Bug 1529618
| Summary: | [Q35] MMIO hint is not passed to the guest OS when set mem-reserve=4G | ||||||||||||||||||||
|---|---|---|---|---|---|---|---|---|---|---|---|---|---|---|---|---|---|---|---|---|---|
| Product: | Red Hat Enterprise Linux 7 | Reporter: | jingzhao <jinzhao> | ||||||||||||||||||
| Component: | ovmf | Assignee: | Laszlo Ersek <lersek> | ||||||||||||||||||
| Status: | CLOSED NOTABUG | QA Contact: | FuXiangChun <xfu> | ||||||||||||||||||
| Severity: | high | Docs Contact: | |||||||||||||||||||
| Priority: | high | ||||||||||||||||||||
| Version: | 7.5 | CC: | chayang, jinzhao, juzhang, marcel, virt-maint | ||||||||||||||||||
| Target Milestone: | rc | ||||||||||||||||||||
| Target Release: | 7.4 | ||||||||||||||||||||
| Hardware: | Unspecified | ||||||||||||||||||||
| OS: | Unspecified | ||||||||||||||||||||
| Whiteboard: | |||||||||||||||||||||
| Fixed In Version: | Doc Type: | Enhancement | |||||||||||||||||||
| Doc Text: | Story Points: | --- | |||||||||||||||||||
| Clone Of: | 1390346 | Environment: | |||||||||||||||||||
| Last Closed: | 2018-01-05 12:40:04 UTC | Type: | Bug | ||||||||||||||||||
| Regression: | --- | Mount Type: | --- | ||||||||||||||||||
| Documentation: | --- | CRM: | |||||||||||||||||||
| Verified Versions: | Category: | --- | |||||||||||||||||||
| oVirt Team: | --- | RHEL 7.3 requirements from Atomic Host: | |||||||||||||||||||
| Cloudforms Team: | --- | Target Upstream Version: | |||||||||||||||||||
| Embargoed: | |||||||||||||||||||||
| Attachments: |
|
||||||||||||||||||||
Hi Laszlo
summarized the test result, hope you can see it clearly
1. used the default value "-device pcie-root-port,id=root.3,slot=4 " and plug memory to the pcie-root-port
{'execute': 'object-add', 'arguments': {'id': 'shmmem-shmem0', 'qom-type': 'memory-backend-ram', 'props': {'policy': 'default', 'size': 4294967296}}}
{"return": {}}
{'execute': 'device_add', 'arguments':{'id': 'shmem0','driver': 'ivshmem-plain', 'memdev': 'shmmem-shmem0', 'bus':'root.3'}}
{"return": {}}
test result:
[root@localhost ~]# lspci -vvv -t
-[0000:00]-+-00.0 Intel Corporation 82G33/G31/P35/P31 Express DRAM Controller
+-01.0 Red Hat, Inc.
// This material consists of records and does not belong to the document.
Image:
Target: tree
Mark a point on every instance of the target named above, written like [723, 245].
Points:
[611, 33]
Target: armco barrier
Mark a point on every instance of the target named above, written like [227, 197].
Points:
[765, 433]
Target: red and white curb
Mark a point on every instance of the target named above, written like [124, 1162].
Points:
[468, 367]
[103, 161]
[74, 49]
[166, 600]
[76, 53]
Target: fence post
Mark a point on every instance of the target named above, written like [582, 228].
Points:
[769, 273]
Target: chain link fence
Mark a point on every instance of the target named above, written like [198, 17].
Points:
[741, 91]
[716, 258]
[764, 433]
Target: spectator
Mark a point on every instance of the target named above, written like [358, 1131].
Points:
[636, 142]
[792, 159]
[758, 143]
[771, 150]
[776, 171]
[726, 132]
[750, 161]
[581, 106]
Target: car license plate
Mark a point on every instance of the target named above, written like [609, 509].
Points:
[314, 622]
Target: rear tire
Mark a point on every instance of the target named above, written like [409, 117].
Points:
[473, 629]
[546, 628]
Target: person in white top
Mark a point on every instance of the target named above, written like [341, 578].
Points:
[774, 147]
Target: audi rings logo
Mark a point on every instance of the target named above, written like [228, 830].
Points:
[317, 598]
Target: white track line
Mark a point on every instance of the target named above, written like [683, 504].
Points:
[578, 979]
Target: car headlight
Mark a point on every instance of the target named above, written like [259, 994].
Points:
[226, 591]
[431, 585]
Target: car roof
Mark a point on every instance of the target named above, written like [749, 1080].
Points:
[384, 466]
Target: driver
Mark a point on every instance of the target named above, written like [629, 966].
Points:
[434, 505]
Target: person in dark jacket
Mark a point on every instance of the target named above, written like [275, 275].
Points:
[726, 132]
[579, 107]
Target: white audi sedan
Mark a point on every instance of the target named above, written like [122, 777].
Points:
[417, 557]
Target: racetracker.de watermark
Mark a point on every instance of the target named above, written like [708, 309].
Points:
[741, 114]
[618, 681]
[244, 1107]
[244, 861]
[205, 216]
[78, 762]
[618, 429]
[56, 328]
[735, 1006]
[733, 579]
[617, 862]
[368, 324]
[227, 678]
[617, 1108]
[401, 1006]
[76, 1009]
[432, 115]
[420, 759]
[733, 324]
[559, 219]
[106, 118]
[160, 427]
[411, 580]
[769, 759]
QXL paravirtual graphic card
+-02.0-[01]----00.0 Red Hat, Inc. Virtio block device
+-03.0-[02-06]----00.0-[03-06]--+-00.0-[04]--
| +-01.0-[05]--
| \-02.0-[06]--
+-04.0-[07]----00.0 Red Hat, Inc. Virtio network device
+-05.0-[08]----00.0 Red Hat, Inc. Inter-VM shared memory
+-1f.0 Intel Corporation 82801IB (ICH9) LPC Interface Controller
+-1f.2 Intel Corporation 82801IR/IO/IH (ICH9R/DO/DH) 6 port SATA Controller [AHCI mode]
\-1f.3 Intel Corporation 82801I (ICH9 Family) SMBus Controller
[root@localhost ~]# lspci -v -s 08:00.0
08:00.0 RAM memory: Red Hat, Inc. Inter-VM shared memory (rev 01)
Subsystem: Red Hat, Inc. QEMU Virtual Machine
Physical Slot: 4
Flags: fast devsel
Memory at 98000000 (32-bit, non-prefetchable) [size=256]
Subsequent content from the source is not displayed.